Saturday, October 22, 2011

The Chesterfield Lecture


I’ve just given the Annual Chesterfield Lecture to the Friends of The Ranger’s House, Blackheath, London. It’s the first time I’ve been asked to talk to such a knowledgeable group in such a classy venue – a superb early 18th century red brick mansion, once the home of Lord Chesterfield, statesman, wit and letter-writer. In 1728, he became British Ambassador in The Hague. Whilst there, he acquired a superb collection of Dutch paintings, and then had to add a wing onto the house in order to show them off them.

First we had a delicious buffet dinner, provided by the Friends, in the basement of the house and then we trooped upstairs to the crimson gallery – not forgetting to put on our coats – there is no central heating. Well, the Friends put on their coats and, in some cases, their scarves, but I felt that, as lecturer, I couldn’t go that far. I hoped that the adrenalin would keep me warm.


The crimson silk gallery, where I was speaking, was magnificent with its fabulous paintings, glittering chandeliers, superb plasterwork, and a couple of classical nude marble statues flanking me on either side.

The talk I was giving was one I’d given before – how I became an historical novelist and it included snippets from my juvenilia – the six novels I wrote between the ages of ten and sixteen. I knew that Lord Chesterfield had also written: his famous letters to his illegitimate son are a mixture of worldly-wise pieces of advice and cynical and witty observations on the world. Surely they could provide me with a quotation to act as an introduction to my talk.
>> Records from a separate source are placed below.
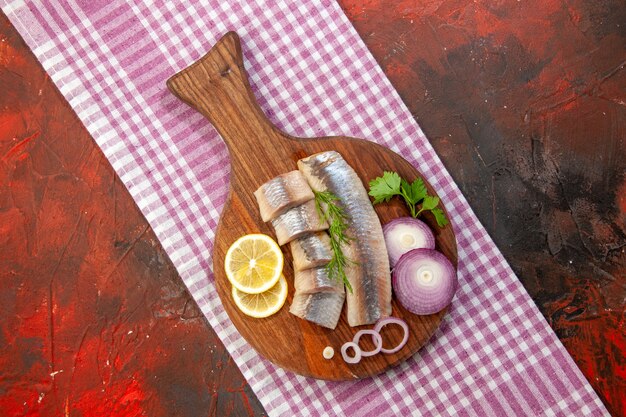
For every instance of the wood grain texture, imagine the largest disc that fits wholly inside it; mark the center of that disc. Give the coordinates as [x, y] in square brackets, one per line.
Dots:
[217, 86]
[525, 104]
[94, 318]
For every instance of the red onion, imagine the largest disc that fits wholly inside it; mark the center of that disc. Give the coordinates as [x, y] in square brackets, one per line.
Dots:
[392, 320]
[357, 352]
[424, 281]
[406, 233]
[378, 341]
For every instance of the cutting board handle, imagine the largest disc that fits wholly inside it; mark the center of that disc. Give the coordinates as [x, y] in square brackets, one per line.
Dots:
[217, 86]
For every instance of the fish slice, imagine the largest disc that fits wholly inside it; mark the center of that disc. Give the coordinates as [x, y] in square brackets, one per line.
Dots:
[217, 86]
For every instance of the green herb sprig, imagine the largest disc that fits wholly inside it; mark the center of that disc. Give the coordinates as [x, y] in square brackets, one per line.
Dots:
[335, 216]
[391, 184]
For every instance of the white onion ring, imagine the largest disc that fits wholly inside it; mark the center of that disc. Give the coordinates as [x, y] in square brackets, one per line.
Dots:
[393, 320]
[357, 352]
[378, 341]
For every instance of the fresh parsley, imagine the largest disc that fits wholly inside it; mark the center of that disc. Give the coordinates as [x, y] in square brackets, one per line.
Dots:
[335, 216]
[391, 184]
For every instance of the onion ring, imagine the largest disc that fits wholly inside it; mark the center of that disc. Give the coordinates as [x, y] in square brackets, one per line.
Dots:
[378, 341]
[393, 320]
[357, 352]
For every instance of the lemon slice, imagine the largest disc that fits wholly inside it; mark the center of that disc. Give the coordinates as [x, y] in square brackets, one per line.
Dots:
[254, 263]
[264, 304]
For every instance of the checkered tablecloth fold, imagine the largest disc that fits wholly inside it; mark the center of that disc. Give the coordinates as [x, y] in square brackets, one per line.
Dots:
[493, 356]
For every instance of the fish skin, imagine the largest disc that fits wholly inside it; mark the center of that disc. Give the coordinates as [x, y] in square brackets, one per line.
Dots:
[282, 193]
[298, 221]
[370, 276]
[316, 280]
[310, 251]
[322, 308]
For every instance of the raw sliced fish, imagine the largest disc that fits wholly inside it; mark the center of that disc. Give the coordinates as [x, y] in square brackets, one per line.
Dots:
[323, 308]
[297, 221]
[370, 276]
[316, 280]
[282, 193]
[310, 251]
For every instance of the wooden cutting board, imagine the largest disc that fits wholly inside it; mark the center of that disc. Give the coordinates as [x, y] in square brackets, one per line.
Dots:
[217, 86]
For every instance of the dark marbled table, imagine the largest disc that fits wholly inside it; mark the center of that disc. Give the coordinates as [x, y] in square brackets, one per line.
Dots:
[525, 102]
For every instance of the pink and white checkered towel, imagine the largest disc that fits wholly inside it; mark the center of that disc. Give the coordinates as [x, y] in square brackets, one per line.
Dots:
[494, 355]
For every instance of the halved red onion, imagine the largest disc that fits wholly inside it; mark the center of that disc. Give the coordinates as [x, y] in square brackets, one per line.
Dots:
[406, 233]
[378, 341]
[357, 352]
[392, 320]
[424, 281]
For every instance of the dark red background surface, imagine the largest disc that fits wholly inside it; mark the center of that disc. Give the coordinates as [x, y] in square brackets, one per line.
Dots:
[524, 101]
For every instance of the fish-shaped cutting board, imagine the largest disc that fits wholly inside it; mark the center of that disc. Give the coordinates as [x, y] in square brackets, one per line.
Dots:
[217, 86]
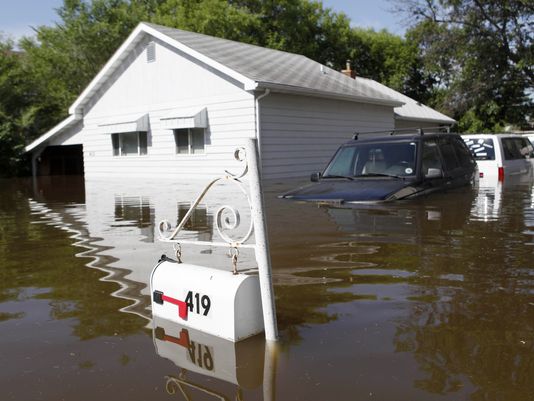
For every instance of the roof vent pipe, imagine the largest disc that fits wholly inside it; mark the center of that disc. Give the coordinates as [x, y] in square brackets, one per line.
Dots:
[348, 71]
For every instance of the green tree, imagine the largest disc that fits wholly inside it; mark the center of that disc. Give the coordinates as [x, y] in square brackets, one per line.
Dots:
[480, 56]
[384, 57]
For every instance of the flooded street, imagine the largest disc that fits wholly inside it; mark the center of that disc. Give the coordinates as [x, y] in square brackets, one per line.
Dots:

After all, I was giving the Annual Chesterfield lecture, I felt I owed him a compliment or two.

What did he have to say on women, I wondered.


This is what I found: Women, then, are only children of a larger growth: they have an entertaining tattle, and sometimes wit; but for solid reasoning good sense, I never knew in all my life one that had it, or who reasoned or acted consequentially for four and twenty hours together.

He goes on to advise his son: A man of sense only trifles with them, plays with them, humours and flatters them … but he neither consults them about, nor trusts them with, serious matters.

Hm. No, I decided, I would not be paying Lord Chesterfield a graceful compliment. I would give him a courteous but neutral mention and hope that his portrait in the next room didn’t crash to the ground in the middle of my talk in horror at hearing a mere female giving a lecture in his name.

Fortunately, the talk went very well and there were no untoward intimations of
spectral disapproval.

Elizabeth Hawksley

Top: The Ranger’s House, the front entrance: courtesy, The Ranger’s House, http://www.friendsofrangershouse.org.uk/

Centre: dinner: photograph by Elizabeth Hawksley


Bottom: The Gallery, the Ranger’s House: courtesy, The Ranger’s House, www.friendsofrangershouse.org.uk

2 comments:

Jane jackson said...

What a gorgeous house, Elizabeth, and congratulations on being invited to give the lecture. Though Lord Chesterfield's opinions say more about him and male attitudes of the period than about the women he so casually denigrates, they still rankle.

Elizabeth Hawksley said...

You're so right, Jane. I was FURIOUS! I would have loved to have told the Friends of the Ranger's house exactly what my opinion of Lord C. actually was! I consoled myself with the thought that they were all intelligent people who would probably agree with me, anyway.